Like a ransomware-as-a-service operation, this Telegram-based operation recruits affiliates who use the service’s phishing kits to create fake ads and pages to steal money, credit card information, and, more recently, banking credentials.
The developers then split any proceeds with the affiliate, with the devs receiving 20-30% of the revenue and the affiliate receiving the rest.
The criminal platform was first discovered by Group-IB in 2019, with the researchers reporting it grew quickly, used by 40 cybercrime gangs that made $6.5 million throughout 2020.
In 2021, Classiscam’s operational scale grew further to include 90 Telegram channels selling the scam kits, 38,000 registered members, and an estimated total damage of $29 million.
Group-IB has published new information on the operation today, reporting that Classiscam has made $64.5 million in combined earnings from scamming users of classifieds sites and stealing their money and payment card details.
The number of targeted brands has also grown from 169 brands last year to 251 this year, and there are now 393 criminal gangs targeting users in 79 countries, coordinating in one of the operation’s 1,366 Telegram channels.

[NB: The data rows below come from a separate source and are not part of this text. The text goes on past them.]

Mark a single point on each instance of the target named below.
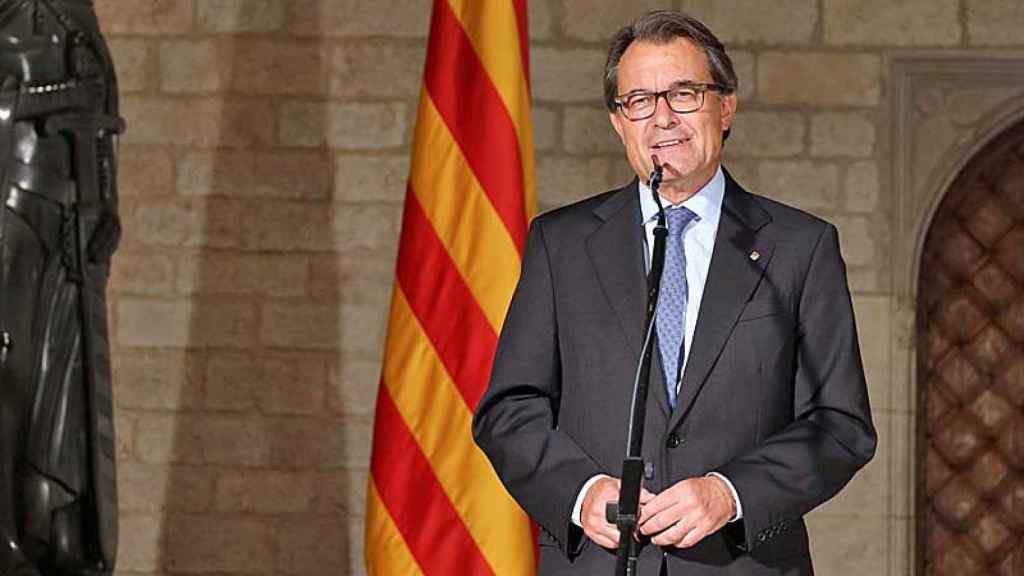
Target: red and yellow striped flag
(434, 503)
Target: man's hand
(683, 515)
(592, 515)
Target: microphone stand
(626, 512)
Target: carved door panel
(971, 369)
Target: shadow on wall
(260, 474)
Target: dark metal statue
(58, 229)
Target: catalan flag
(434, 503)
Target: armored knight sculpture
(58, 230)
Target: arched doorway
(971, 365)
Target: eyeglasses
(682, 98)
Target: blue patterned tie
(672, 302)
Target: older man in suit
(758, 410)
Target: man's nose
(665, 117)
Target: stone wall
(262, 175)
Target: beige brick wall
(262, 176)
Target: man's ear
(616, 123)
(728, 110)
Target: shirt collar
(707, 203)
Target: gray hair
(662, 27)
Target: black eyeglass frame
(700, 89)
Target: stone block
(864, 280)
(567, 75)
(235, 441)
(241, 15)
(317, 444)
(188, 223)
(124, 440)
(290, 227)
(139, 542)
(880, 23)
(377, 70)
(540, 19)
(182, 323)
(582, 22)
(546, 125)
(218, 273)
(162, 488)
(293, 386)
(875, 329)
(199, 122)
(842, 134)
(144, 16)
(363, 328)
(299, 175)
(352, 386)
(218, 543)
(587, 130)
(819, 79)
(809, 186)
(352, 18)
(366, 227)
(561, 179)
(231, 381)
(371, 178)
(767, 134)
(144, 171)
(312, 545)
(902, 453)
(162, 439)
(168, 223)
(195, 66)
(158, 380)
(264, 492)
(346, 126)
(223, 322)
(343, 493)
(141, 274)
(279, 68)
(861, 188)
(300, 326)
(862, 240)
(151, 323)
(133, 64)
(849, 544)
(743, 64)
(358, 280)
(747, 22)
(994, 23)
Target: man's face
(688, 146)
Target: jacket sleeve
(832, 436)
(516, 422)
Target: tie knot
(677, 219)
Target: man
(758, 409)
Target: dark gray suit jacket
(773, 395)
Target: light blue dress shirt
(698, 242)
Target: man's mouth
(667, 144)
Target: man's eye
(684, 95)
(639, 101)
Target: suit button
(673, 441)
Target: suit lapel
(732, 277)
(615, 250)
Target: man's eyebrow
(676, 84)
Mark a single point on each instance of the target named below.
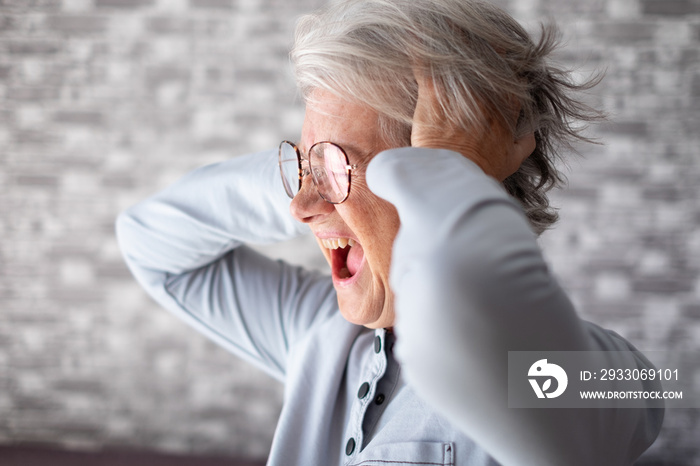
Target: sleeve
(185, 246)
(471, 284)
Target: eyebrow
(349, 149)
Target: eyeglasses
(327, 164)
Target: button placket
(375, 370)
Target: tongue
(354, 259)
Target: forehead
(349, 124)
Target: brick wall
(102, 102)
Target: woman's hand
(492, 147)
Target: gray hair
(368, 51)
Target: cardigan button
(350, 446)
(363, 391)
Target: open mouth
(346, 257)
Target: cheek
(374, 220)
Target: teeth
(335, 243)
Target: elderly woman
(427, 147)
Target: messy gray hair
(369, 50)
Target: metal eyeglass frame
(307, 171)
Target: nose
(308, 206)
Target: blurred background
(103, 102)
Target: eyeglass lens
(327, 164)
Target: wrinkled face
(364, 224)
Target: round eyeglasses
(327, 164)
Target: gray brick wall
(102, 102)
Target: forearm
(207, 212)
(183, 245)
(471, 285)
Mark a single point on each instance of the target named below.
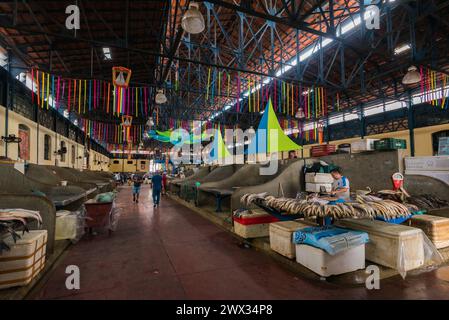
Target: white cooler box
(316, 187)
(66, 225)
(281, 236)
(20, 265)
(363, 145)
(325, 178)
(327, 265)
(391, 245)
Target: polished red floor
(172, 253)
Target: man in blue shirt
(156, 180)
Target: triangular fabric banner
(268, 129)
(219, 150)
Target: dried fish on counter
(366, 206)
(428, 201)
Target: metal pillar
(411, 124)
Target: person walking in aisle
(157, 188)
(164, 183)
(137, 182)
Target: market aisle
(172, 253)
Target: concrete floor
(172, 253)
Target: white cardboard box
(319, 178)
(316, 187)
(440, 163)
(363, 145)
(392, 245)
(20, 265)
(327, 265)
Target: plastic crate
(390, 144)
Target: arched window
(63, 148)
(73, 154)
(440, 143)
(24, 145)
(47, 147)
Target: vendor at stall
(340, 187)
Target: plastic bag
(330, 239)
(420, 259)
(70, 225)
(105, 197)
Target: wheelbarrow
(98, 215)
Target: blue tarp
(330, 239)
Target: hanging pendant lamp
(193, 21)
(160, 97)
(412, 76)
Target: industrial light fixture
(150, 122)
(412, 76)
(300, 114)
(107, 53)
(193, 21)
(402, 48)
(11, 139)
(160, 97)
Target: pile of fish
(12, 220)
(363, 207)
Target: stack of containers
(25, 259)
(316, 182)
(363, 145)
(435, 228)
(322, 150)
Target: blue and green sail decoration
(175, 137)
(219, 149)
(268, 129)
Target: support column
(411, 124)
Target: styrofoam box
(390, 244)
(252, 231)
(281, 236)
(439, 175)
(440, 163)
(327, 265)
(258, 230)
(66, 225)
(319, 178)
(20, 265)
(316, 187)
(363, 145)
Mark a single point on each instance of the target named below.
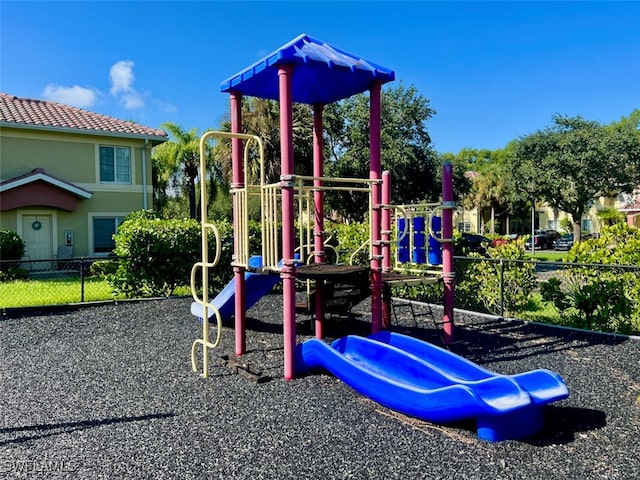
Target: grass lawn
(546, 256)
(59, 291)
(52, 291)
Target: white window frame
(115, 149)
(117, 217)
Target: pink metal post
(375, 171)
(386, 222)
(288, 272)
(448, 271)
(238, 182)
(386, 246)
(318, 219)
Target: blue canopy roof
(322, 73)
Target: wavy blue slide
(257, 285)
(433, 384)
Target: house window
(103, 230)
(115, 164)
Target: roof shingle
(16, 111)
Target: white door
(38, 239)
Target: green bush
(104, 268)
(11, 245)
(598, 298)
(11, 249)
(346, 238)
(156, 256)
(480, 280)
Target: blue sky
(493, 71)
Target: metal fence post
(81, 279)
(501, 287)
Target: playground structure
(308, 71)
(402, 373)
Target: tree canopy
(576, 160)
(405, 144)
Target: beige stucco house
(68, 176)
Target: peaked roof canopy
(322, 73)
(29, 113)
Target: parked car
(565, 242)
(542, 239)
(539, 242)
(474, 243)
(505, 239)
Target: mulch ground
(108, 392)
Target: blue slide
(433, 384)
(257, 285)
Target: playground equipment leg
(447, 252)
(318, 218)
(375, 173)
(288, 274)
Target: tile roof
(39, 174)
(26, 112)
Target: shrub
(11, 245)
(11, 249)
(481, 279)
(598, 298)
(157, 255)
(347, 238)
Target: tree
(261, 117)
(576, 160)
(405, 144)
(176, 164)
(489, 176)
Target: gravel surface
(108, 392)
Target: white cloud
(122, 78)
(75, 96)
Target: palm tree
(180, 161)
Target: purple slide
(433, 384)
(257, 285)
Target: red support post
(238, 182)
(318, 218)
(448, 271)
(386, 246)
(375, 172)
(288, 271)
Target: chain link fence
(55, 281)
(593, 296)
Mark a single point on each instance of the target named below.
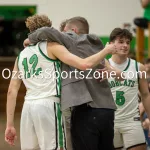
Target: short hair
(37, 21)
(80, 22)
(62, 25)
(121, 33)
(147, 61)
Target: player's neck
(119, 59)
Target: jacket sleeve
(51, 35)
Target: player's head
(122, 39)
(37, 21)
(62, 25)
(77, 24)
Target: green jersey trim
(53, 60)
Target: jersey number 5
(120, 99)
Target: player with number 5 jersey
(128, 132)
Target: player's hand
(10, 135)
(26, 42)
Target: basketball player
(39, 67)
(128, 130)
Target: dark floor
(3, 144)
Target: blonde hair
(37, 21)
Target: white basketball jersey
(125, 93)
(39, 73)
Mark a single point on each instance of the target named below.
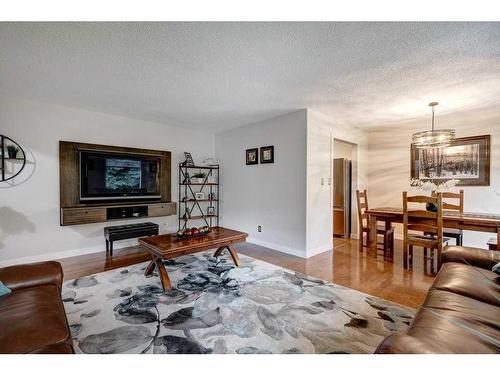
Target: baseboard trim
(319, 250)
(274, 246)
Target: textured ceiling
(223, 75)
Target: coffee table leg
(232, 253)
(218, 252)
(234, 256)
(165, 280)
(150, 268)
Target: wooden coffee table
(168, 246)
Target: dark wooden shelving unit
(195, 208)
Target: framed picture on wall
(267, 155)
(252, 156)
(466, 160)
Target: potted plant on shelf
(198, 177)
(12, 151)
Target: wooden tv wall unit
(74, 211)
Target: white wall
(321, 130)
(270, 195)
(389, 163)
(29, 213)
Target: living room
(258, 187)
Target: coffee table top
(170, 244)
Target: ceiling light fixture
(433, 138)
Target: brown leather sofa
(461, 313)
(32, 317)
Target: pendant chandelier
(433, 138)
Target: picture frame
(466, 160)
(267, 155)
(189, 159)
(252, 156)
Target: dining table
(473, 221)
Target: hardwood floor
(344, 266)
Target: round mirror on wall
(12, 161)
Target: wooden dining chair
(387, 234)
(456, 234)
(430, 226)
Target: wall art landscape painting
(466, 160)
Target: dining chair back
(428, 224)
(453, 202)
(387, 233)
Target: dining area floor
(346, 266)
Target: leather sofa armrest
(34, 274)
(404, 344)
(470, 255)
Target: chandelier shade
(433, 138)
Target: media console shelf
(102, 213)
(74, 211)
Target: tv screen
(118, 176)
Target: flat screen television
(112, 176)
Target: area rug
(218, 308)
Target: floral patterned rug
(218, 308)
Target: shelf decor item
(196, 193)
(267, 155)
(199, 195)
(198, 178)
(252, 156)
(12, 151)
(189, 159)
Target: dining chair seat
(431, 238)
(380, 229)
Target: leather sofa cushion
(473, 282)
(32, 319)
(65, 348)
(458, 323)
(469, 255)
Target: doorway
(344, 162)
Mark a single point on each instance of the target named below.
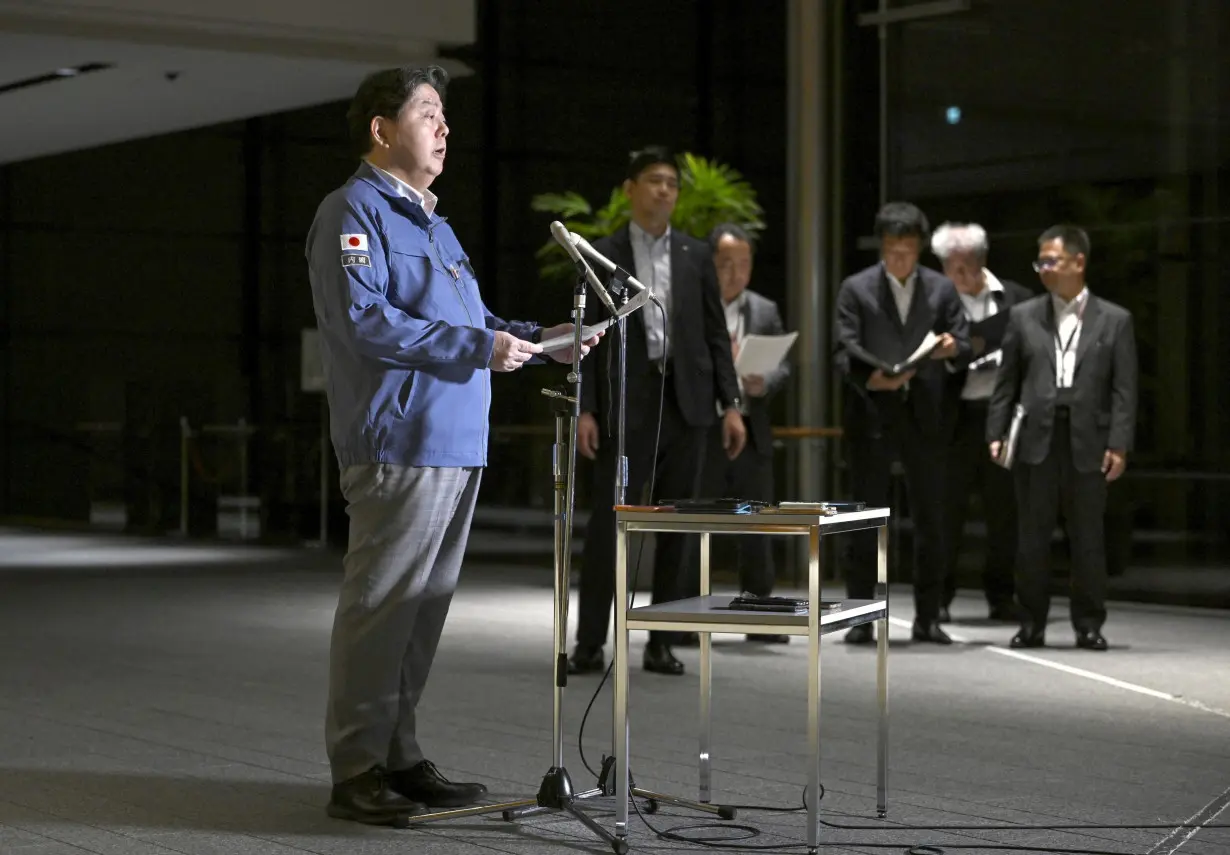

The highest targeting focus is reserved for Europe, where Germany tops the list with the most prolific victims, followed by Poland, Spain, Italy, and Romania.
Internet users from the UK lost the highest average amount per Classiscam transaction, at $865, while the global average stands at $353.
Group-IB reports that Classiscam has become much more automated, using Telegram bots to create phishing and scam ad pages in just a few seconds.
Moreover, the hierarchy of the gangs participating in the operation has become more intricate, and the phishing sites have been greatly enhanced.
Now, the Classiscam phishing sites also perform balance checks to assess the maximum charges they can incur on a victim and feature fake bank login pages to steal people’s e-banking account credentials.
Group-IB’s analysts have seen 35 scam groups using phishing sites that mimic the login pages of 63 banks in 14 countries, including financial institutes in Belgium, Canada, Czech Republic, France, Germany, Poland, Singapore, and Spain.
Unfortunately, the Classiscam operation continues to grow and become more effective in stealing people’s money, which will only encourage more cybercriminals to join its ranks.
Users of classified sites can protect themselves from these scams by never accepting to communicate outside the site’s messaging system, avoiding wiring money to sellers, treating extremely low prices as red flags, and using only secure payment methods that offer fraud protection.